= Liu Chong Hing Investment =

Hong Kong incorporated-listed company

Liu Chong Hing Investment Limited (廖創興企業有限公司) is a Hong Kong incorporated-listed company founded in 1970. Its main business was originally on residential and commercial property developments in Hong Kong and China.

It became a public listed company in 1972 in Hong Kong and later expanded its business into investment holding, property management, hotel management, warehouses investment, treasury investment, trading and manufacturing.

==Major investment==
In 2003, the company started to develop property project in China by building an office tower in Shanghai. The property was at Nanjing West Road and was expecting to complete within 2 years. Once completed, it was expected to be held for long term lease. The office tower was finally opened in 2007 and named Chong Hing Finance Centre, located in the Puxi core CBD Nanjing West Road in Huangpu District. The building is close to People's Square and about 3 minutes' walk to metro lines 1, 2, and 8 at People Square Station.

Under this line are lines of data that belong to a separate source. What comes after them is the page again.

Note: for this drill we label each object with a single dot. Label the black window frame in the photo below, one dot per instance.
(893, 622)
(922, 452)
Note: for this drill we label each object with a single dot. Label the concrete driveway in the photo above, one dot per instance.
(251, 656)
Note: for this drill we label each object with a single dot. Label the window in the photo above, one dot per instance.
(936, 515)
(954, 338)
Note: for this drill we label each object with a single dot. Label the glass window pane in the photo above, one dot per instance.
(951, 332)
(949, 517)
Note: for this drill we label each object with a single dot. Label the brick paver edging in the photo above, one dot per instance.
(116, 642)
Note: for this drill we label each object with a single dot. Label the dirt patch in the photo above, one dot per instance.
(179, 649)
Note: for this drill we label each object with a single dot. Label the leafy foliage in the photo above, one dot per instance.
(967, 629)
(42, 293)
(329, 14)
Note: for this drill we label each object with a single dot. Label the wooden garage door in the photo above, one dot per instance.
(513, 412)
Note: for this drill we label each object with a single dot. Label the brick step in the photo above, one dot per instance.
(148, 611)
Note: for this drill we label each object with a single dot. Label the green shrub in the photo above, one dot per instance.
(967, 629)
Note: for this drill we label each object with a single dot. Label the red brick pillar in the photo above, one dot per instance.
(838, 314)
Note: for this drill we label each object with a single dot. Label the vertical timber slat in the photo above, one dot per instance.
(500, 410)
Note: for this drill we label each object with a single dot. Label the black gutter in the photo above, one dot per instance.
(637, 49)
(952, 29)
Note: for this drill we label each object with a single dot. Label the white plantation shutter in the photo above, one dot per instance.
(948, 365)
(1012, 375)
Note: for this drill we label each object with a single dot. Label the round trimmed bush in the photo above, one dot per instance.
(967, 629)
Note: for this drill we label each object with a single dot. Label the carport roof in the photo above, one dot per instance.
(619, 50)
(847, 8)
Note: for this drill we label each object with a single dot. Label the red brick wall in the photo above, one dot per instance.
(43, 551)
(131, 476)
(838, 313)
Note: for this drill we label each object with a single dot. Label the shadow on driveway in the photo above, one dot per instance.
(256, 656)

===Budget Hotel Project===
Since 2008, the company started its budget hotel business in Shanghai, Beijing and Guangzhou. These budget hotels are managed and operated under the brand of Hanting. Due to the restructuring of the business strategy, the Group had sold the budgeted hotels at Shanghai and Beijing in 2016, with the hotel in Guangzhou remains in operation.

==Hang Seng Composite Index==
The company was removed from Hang Seng Composite Index in March 2018.